For improving the accuracy of detection of genetic insertions and deletions (indel), the team modified the images generated by the DeepVariant software to incorporate realignment of reads based on the presence of alternative alleles for each indel event. This not only improved indel detection but also reduced the curation time needed for variant assessment.
For improving the efficiency of variant filtration, the team developed a customized classification tree scheme based on the Stanford Clinical Genomics Program’s (GCP’s) classification. Several criteria were applied based on patient phenotype and variant annotations and scored independently.

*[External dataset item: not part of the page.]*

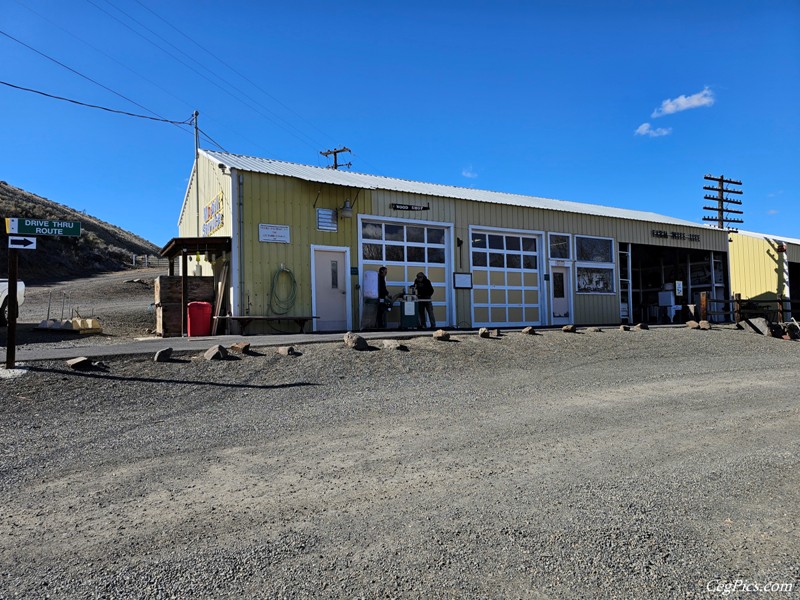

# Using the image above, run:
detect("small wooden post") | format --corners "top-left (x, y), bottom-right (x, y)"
top-left (6, 248), bottom-right (19, 369)
top-left (181, 248), bottom-right (189, 336)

Only the high prioritized variants with total scores ≥4 were manually reviewed. In the HG002 sample, this variant filtering method reduced the count of prioritized variants from 101 to 20, narrowing down the list of probable causative variants of genetic disease.
The team applied the nanopore WGS pipeline to two cases: a 57-year-old male patient with severe COVID-19 and a 14-month-old female infant under intensive care post respiratory failure and cardiac arrest, in which the pipeline identified variants of the TNNT2 gene and LZTR1 gene as the probable causative variants, respectively, within eight hours of blood collection.
To summarize, the study findings showed that the nanopore WGS pipeline yielded human WGS data within two hours and identified causative genetic variants within eight hours. This indicates about 50% improvement on the fastest reported WGS time to date.